Just as important is the fact that his joy has returned.

“I really feel like I am having fun playing football again,” Lance said.

Never underestimate the potency of joy in a profession. That revelation from Lance is profound, even if his injury history both encourages wariness of his long-term health and cautious optimism about what he may show in training camp.

If you’re the 49ers, though, you’d prefer known than unknown commodities, and there are only unknowns with Lance.

He may turn out to be a total bust: a wholly incompetent quarterback. At this stage, he’s closer to that than a productive option, or a semi-reliable backup. But he’s had two years to learn from Kyle Shanahan and a get a feel for the NFL machine. That’s not nothing.

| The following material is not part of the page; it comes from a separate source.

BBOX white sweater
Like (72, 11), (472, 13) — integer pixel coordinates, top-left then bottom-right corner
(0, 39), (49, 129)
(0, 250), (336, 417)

Betting on Darnold — as horrendous and ghost-seeing as he has been in some stages of his career — is not a wholly outrageous proposition, either. The rose-tinted media affirmations of his talent this offseason reflect a confidence that the 49ers can channel the best of him. 

The fact that we still have no idea what Lance is creates even more questions for a team that has been and will continue to compete. Darnold, meanwhile, has plenty of tape, and will have the most cogent coaching staff he’s ever worked with. His last six games with Carolina offer legitimate cause for optimism. Jus look at what happened to Geno Smith when he escaped the clutches of the Meadowlands.

But why shouldn’t Lance get that same deference, especially at this way-too-early stage? 

These next few months will be about deciphering how much of those not-so-subtle rumblings will bear true in regards to Darnold. Might they be a subtle method of imploring Lance to come out firing?

Time will tell. But as the 49ers wait for Purdy to return, they have two quarterback options with as much talent, and as much to prove as any quarterback room Shanahan has ever had. It’s hard to imagine that competition being dull.